What this error means

JSONDecodeError: Expecting value: line 1 column 1 (char 0) — in openai/_streaming.py line 259 json.loads(self.data) is a OpenAI API failure pattern reported for developers trying to developer using openai python sdk streaming encounters jsondecodeerror when server sends sse events containing only meta-fields (retry, id, event) without a data field. needs robust parsing.. Based on the imported evidence, treat this as a tool-specific troubleshooting page rather than a generic API error.

Why this happens

GitHub Issue #2722 on openai/openai-python (updated 2026-05-19). Long-standing issue affecting streaming consumers. Clear stack trace in _streaming.py. Production impact for real-time AI chat applications. Maps to OpenAI API category.

Common causes

  • GitHub Issue #2722 on openai/openai-python (updated 2026-05-19). Long-standing issue affecting streaming consumers. Clear stack trace in _streaming.py. Production impact for real-time AI chat applications. Maps to OpenAI API category.

Quick fixes

  1. Confirm the exact error signature matches JSONDecodeError: Expecting value: line 1 column 1 (char 0) — in openai/_streaming.py line 259 json.loads(self.data).
  2. Check the OpenAI API account, local tool state, and provider configuration involved in the failing workflow.
  3. Compare the failing environment with a known working setup, then change one configuration value at a time.
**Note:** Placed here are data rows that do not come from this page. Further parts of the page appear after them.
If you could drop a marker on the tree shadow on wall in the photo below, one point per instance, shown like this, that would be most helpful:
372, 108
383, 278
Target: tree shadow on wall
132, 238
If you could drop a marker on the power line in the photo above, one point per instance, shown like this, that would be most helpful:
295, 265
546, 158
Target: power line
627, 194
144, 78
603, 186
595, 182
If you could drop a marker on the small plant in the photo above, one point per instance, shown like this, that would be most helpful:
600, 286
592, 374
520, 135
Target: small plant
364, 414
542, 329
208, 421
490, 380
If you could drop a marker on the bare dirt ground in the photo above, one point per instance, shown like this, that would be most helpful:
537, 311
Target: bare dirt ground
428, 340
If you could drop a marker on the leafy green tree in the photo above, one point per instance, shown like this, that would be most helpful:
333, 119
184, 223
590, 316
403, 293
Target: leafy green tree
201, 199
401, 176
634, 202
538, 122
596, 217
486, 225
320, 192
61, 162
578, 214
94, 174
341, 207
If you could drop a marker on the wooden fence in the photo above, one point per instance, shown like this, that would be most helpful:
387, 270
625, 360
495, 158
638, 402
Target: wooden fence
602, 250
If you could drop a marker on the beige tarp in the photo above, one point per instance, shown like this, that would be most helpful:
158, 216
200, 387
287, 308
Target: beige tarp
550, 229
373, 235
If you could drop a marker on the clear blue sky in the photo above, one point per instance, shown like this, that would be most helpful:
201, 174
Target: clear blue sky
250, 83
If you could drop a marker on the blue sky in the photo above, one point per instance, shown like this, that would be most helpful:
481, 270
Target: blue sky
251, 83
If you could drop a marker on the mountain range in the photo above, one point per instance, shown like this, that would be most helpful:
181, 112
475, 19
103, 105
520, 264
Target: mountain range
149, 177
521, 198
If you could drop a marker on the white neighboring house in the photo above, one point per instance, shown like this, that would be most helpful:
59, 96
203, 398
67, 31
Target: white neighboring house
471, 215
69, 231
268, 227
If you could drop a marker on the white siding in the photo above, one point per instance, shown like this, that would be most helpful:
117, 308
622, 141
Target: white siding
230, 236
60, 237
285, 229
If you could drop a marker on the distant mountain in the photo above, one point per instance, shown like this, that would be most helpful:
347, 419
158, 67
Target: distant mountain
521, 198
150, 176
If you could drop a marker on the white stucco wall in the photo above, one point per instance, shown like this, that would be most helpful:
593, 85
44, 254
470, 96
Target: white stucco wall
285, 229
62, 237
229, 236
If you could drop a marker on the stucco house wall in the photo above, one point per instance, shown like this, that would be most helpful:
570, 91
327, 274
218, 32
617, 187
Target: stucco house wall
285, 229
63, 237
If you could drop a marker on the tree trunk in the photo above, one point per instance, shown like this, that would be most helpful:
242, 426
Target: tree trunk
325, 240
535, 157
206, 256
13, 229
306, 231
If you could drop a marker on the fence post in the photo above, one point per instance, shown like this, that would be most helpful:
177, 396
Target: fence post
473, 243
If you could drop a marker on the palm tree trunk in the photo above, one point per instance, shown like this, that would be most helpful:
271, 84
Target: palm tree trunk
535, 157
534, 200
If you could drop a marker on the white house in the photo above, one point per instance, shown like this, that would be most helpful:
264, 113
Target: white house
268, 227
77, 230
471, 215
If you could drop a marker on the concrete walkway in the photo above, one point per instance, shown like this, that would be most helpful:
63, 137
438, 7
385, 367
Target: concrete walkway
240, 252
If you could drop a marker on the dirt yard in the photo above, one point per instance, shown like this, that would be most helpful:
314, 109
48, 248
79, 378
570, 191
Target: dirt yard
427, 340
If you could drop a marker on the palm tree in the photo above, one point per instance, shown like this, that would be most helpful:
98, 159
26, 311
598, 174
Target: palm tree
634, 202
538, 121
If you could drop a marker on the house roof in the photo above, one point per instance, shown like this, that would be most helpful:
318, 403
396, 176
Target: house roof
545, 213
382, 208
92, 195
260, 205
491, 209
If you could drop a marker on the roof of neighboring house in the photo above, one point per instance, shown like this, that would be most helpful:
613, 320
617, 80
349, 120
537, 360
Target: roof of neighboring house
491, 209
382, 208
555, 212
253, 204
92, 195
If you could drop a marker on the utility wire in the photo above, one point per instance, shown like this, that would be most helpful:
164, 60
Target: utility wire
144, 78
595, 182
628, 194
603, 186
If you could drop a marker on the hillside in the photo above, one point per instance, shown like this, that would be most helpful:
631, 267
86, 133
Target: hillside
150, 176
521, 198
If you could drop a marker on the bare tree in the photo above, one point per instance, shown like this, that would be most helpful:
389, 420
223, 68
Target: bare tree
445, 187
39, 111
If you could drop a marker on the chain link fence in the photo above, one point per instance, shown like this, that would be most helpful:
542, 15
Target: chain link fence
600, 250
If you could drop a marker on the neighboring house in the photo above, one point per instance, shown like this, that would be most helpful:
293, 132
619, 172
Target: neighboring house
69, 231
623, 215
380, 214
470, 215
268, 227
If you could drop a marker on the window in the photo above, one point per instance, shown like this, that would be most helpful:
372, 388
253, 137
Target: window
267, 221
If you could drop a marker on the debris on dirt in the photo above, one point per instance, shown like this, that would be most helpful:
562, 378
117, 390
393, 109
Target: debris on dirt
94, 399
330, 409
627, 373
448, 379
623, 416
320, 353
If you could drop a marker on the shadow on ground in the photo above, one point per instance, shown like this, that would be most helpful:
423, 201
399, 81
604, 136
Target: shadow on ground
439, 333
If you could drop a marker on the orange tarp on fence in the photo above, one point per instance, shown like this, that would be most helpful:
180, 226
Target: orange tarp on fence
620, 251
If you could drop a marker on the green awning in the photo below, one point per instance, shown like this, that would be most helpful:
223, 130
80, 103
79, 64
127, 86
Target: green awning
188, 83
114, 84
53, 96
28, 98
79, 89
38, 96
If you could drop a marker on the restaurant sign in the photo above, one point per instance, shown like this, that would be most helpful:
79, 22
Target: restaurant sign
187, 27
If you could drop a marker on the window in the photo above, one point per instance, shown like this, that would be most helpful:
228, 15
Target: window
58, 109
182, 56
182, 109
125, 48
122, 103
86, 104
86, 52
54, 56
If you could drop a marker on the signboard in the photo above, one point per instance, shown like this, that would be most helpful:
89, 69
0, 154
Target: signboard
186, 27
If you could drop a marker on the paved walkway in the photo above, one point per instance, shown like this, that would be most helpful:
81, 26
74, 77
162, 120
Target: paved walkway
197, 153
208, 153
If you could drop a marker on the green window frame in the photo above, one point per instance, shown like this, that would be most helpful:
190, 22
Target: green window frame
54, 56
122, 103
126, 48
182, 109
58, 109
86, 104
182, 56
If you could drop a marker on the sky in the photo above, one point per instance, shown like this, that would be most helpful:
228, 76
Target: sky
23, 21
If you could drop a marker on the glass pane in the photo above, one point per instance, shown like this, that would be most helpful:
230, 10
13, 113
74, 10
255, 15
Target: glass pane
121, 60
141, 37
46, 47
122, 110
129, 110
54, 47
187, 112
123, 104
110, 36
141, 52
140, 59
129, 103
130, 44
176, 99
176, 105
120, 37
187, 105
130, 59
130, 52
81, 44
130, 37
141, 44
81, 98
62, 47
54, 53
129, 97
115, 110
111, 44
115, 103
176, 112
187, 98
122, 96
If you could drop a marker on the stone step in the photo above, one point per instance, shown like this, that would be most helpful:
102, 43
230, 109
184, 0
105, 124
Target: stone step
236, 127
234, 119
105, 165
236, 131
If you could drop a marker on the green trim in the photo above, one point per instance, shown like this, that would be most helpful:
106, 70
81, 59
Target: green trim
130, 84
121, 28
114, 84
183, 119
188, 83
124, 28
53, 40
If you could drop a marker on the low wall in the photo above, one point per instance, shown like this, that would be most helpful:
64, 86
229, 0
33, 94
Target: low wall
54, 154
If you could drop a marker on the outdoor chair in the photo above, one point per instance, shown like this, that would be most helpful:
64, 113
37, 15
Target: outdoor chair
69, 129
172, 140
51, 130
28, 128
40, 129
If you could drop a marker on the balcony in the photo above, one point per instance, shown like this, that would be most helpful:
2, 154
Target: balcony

Platform/tool-specific checks

  • Verify the command, editor, extension, or API client that produced the error.
  • Compare local settings with CI, deployment, or editor-level settings when the error appears in only one environment.
  • Avoid deleting credentials, local model data, or project settings until the failing scope is clear.

Step-by-step troubleshooting

  1. Capture the exact error message and the command, editor action, or request that triggered it.
  2. Check whether the failure is account/auth, quota/rate, model/provider, local runtime, or deployment configuration.
  3. Review the source evidence below and compare it with your environment.
  4. Apply one change at a time and rerun the smallest failing action.
  5. Keep the working fix documented for the team or deployment environment.

How to prevent it

  • Keep provider/tool configuration documented.
  • Record non-secret diagnostics such as tool version, provider name, model name, and command path.
  • Add a lightweight check before CI or production workflows depend on the tool.